Sunday, March 13, 2016

God sends us to the goal of glory – John 8:1-11, Isa 43:16-21, Phil 3:8-14

Lent, Yr C, Wk 5; Basilica of the Sacred Heart (ND).

The saddest thing about this gospel is that they walked away, these people with stones in their hands.  And there’s pretty stiff competition for the saddest thing about this gospel.  There’s the fact that there were going to stone a woman to death.  There’s their desire to test Jesus.  There’s the possibility that an act of adultery had been occurring, and we have to stand back and also be just as saddened, nay outraged, that we don’t know who consented to what in this encounter.  There is a lot to lament in this Gospel, about this happening retold to us, and about people and events in our lives whose memories it evokes.  But, I still contend that the saddest thing about this gospel is that they walked away, these people with stones in their hands.


Of course, I don’t mean that it would sadden me less if they had cast those stone, if they had added murderous defilement of human life to the sins of their hearts.  No, it saddens me that they didn’t drop their stones and go to Jesus.  And what gives me hope, what gladdens my heart, what excites me to strive for holiness, what allows me to proclaim this as gospel, as good news: is this woman, that she stays.  And unlike these people with stones in their hands, who desert, who flee, who cannot bear to be in the presence of the one who has convicted them of their sins, she is sent.

All depart, but only she is sent by Christ.  Only she leaves having been raised up, head held high to gaze in wonder, love and awe at the lofty grandeur of mercy incarnate; they skulk away, with heads bowed, made lower.  And that still saddens me.  If I’d have been writing this story, they would have dropped their stones and gone to Jesus for healing, and been sent and done wondrous things in his name.  I didn’t write that story; but, I can help write a new story, we can help write a new story: a story in which sinners never skulk away but come to Jesus and are sent out with heads held high.  Lament can become fuel for zeal.  And if we want to invite others to God’s mercy we have to start by encountering it for ourselves.

Throughout our lives, and maybe particularly in this season of Lent, we find ourselves convicted of our sins and experience compunction.  And however God uses the created order to show us that, it is the Spirit who convicts, who shows us the stones in our hands, that we don’t know how they got there; or the stones a stone’s throw away from us, that in our heart of hearts we did not want to hurl, but we did.  And I don’t want to homogenize all sin, to say that all sin is equally deadly or equally vicious.  But all sin is sin, and what I long for is for us each to drop it, but not skulk away; instead, to come to Jesus and leave sent.

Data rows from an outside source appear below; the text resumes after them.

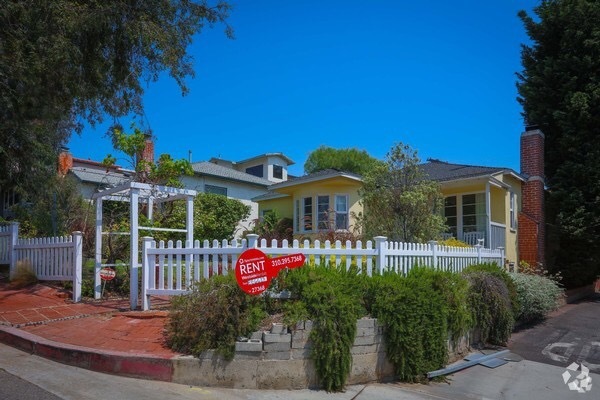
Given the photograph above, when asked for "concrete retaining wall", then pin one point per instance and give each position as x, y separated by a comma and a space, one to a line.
280, 359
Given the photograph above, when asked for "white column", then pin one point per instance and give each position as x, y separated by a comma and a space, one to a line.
77, 265
14, 238
147, 275
189, 220
133, 271
380, 247
488, 214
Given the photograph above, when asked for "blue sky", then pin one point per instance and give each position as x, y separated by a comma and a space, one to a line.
437, 75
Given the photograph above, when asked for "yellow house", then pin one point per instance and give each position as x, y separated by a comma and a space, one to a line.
322, 201
480, 203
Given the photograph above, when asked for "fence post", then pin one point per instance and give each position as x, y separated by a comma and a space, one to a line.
14, 237
77, 265
433, 248
502, 257
146, 275
252, 240
380, 250
478, 246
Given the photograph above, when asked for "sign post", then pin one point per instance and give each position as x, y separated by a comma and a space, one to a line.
254, 270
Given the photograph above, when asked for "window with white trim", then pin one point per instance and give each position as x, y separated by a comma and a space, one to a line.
323, 213
473, 212
450, 212
297, 216
215, 189
341, 212
277, 172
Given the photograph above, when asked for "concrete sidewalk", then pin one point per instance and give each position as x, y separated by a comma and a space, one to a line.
104, 336
100, 335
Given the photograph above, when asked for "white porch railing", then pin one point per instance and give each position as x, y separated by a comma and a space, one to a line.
172, 270
50, 258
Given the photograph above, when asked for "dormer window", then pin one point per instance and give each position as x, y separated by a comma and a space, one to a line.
257, 170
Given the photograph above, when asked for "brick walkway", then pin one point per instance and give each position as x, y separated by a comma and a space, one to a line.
49, 313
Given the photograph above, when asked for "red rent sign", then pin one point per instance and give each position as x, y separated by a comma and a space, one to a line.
107, 274
254, 270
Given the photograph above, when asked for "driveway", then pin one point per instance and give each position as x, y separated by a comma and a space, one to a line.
571, 334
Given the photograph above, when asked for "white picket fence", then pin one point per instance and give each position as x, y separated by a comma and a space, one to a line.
172, 269
50, 258
8, 236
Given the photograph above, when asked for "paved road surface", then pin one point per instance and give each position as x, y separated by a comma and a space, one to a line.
571, 335
14, 388
515, 380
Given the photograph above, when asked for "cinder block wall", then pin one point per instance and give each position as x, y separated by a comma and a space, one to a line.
280, 359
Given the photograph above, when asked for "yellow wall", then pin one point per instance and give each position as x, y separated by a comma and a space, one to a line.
331, 187
499, 207
283, 206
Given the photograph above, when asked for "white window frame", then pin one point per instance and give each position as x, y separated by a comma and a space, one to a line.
323, 216
214, 189
312, 214
297, 219
345, 212
513, 211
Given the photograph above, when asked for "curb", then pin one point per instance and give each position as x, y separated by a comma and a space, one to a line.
110, 362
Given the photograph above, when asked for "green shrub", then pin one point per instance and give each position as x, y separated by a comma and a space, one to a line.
330, 297
494, 270
538, 295
213, 316
490, 302
415, 320
455, 290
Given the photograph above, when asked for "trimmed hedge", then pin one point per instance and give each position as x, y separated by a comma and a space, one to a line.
538, 296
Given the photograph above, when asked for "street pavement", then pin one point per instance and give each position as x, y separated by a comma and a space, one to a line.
59, 328
571, 334
515, 380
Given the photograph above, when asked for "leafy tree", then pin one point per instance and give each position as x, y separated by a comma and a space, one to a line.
60, 210
63, 62
398, 202
166, 171
559, 89
349, 160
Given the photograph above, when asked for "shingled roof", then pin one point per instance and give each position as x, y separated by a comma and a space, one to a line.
102, 177
441, 171
208, 168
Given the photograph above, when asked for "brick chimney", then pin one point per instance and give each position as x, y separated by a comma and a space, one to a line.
532, 223
65, 161
147, 156
147, 153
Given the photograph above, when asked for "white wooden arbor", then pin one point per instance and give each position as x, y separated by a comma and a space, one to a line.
134, 193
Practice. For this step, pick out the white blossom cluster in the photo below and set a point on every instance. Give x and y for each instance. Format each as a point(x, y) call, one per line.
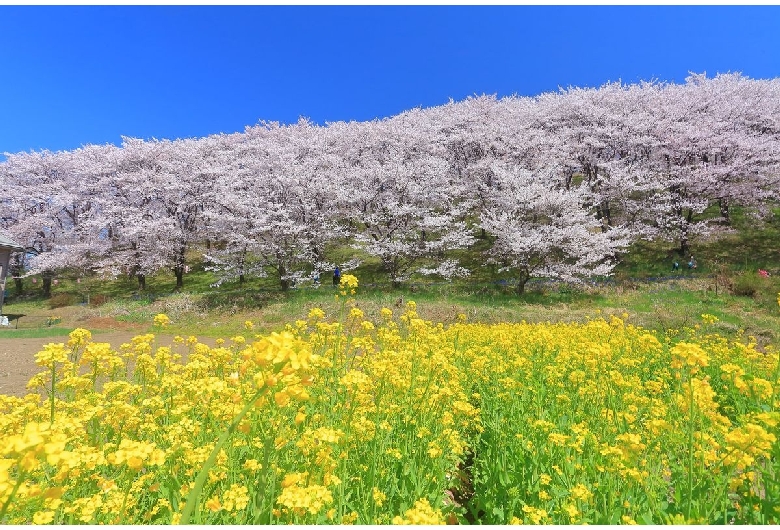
point(557, 185)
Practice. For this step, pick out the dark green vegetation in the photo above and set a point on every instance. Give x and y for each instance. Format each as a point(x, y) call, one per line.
point(726, 284)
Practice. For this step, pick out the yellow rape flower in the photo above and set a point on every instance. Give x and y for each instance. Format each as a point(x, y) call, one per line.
point(421, 513)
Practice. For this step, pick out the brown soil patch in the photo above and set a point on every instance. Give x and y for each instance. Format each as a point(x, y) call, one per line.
point(17, 356)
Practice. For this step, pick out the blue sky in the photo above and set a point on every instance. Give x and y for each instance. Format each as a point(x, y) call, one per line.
point(76, 75)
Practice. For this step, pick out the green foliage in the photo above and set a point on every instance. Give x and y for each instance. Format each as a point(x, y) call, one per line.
point(61, 300)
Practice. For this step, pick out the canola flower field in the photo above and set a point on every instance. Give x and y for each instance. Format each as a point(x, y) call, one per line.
point(345, 419)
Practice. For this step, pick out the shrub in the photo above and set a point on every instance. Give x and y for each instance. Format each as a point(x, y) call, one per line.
point(748, 284)
point(61, 300)
point(97, 300)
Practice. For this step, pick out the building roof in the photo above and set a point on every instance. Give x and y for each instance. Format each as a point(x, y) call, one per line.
point(6, 243)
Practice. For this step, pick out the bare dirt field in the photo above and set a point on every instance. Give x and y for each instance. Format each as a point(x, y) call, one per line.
point(17, 356)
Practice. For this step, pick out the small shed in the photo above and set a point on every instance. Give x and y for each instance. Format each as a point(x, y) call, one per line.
point(7, 247)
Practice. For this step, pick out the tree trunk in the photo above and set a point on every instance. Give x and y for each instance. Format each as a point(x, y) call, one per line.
point(283, 281)
point(47, 286)
point(685, 246)
point(521, 281)
point(724, 211)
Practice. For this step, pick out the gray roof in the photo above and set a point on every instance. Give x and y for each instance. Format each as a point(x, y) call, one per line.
point(7, 243)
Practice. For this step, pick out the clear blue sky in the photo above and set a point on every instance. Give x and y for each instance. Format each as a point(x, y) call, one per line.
point(75, 75)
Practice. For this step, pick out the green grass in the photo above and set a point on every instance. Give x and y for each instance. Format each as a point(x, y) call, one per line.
point(638, 289)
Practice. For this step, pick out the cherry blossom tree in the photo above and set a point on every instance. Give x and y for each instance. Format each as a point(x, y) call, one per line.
point(544, 229)
point(402, 205)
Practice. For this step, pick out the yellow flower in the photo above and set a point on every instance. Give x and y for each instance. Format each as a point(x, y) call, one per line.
point(213, 504)
point(161, 320)
point(689, 355)
point(316, 314)
point(421, 513)
point(349, 281)
point(580, 492)
point(379, 497)
point(43, 517)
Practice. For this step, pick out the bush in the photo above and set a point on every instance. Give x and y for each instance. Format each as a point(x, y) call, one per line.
point(62, 300)
point(97, 300)
point(749, 284)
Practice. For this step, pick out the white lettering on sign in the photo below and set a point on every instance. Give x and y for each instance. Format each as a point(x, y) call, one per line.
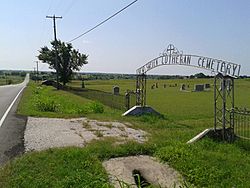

These past few Lents, I’ve made part of my fasting to fast from taking the best available parking space, to try and train myself to think humbly of others as more important than myself, to recognize that someone else has heavier bags, a tighter schedule, or more fatigue in their bones.  I’ve found the main value of this fasting has been to show me quite how bad at it I am.  How often my autopilot spidey-sense parking spot finder just locates me, right there next to the store, avoiding only the disabled parking spots (out of fear of a ticket, not love for the disabled).  And, then I start to justify staying there to myself, “well, it would be a waste of gas to move now,” and this year I can even footnote my excuse with Laudato Si’, and skulk away from trying to drop the stone of selfishness.

Here, in this place, in this Mass, we do not skulk away.  We don’t just leave right after the penitential act.  We acknowledge our sins, we profess our longing to drop our stones, and then we stay, and we hear the words of everlasting life.  We have our tender, intimate encounter with Jesus.  We pray, through the priest’s prayer that precedes the sign of peace, that God would not look upon our sins, but upon the faith of the Church.  And we trust that He is faithful in answering that prayer.  I’ve found that as I pray it in our name, I can’t help but briefly do what I’m asking God to do, and look over the congregation marveling at the faith of the Church, tasting for a brief moment what it means to look without judgment.  And then we’re sent.  “Go.”  “Go in peace, glorifying the Lord by your life.”

We are sent, with the woman who was sent.  We are sent to seek those who skulked away and invite them to this wondrous going forth, this pilgrimage together to holiness.  We are sent to seek those with stones still in their hands, and invite them on the same journey.  It’s a journey in response to that upward calling of which St. Paul wrote, being raised to walk with heads held high because we gaze with love and longing at what lies ahead, and with arms outstretched to beckon others to join us on the way because we want to share that with them.


And it is hard.  It does require straining forward.  But, we’re not journeying under our own steam.  Our reading from the book of Isaiah proclaims how God acts to create that way for us: that paths are forged in seas; deserts are watered; wild beasts made not just benign, but devout.  All this that we might come to our goal; that we, the people God formed for Himself, might announce his praise.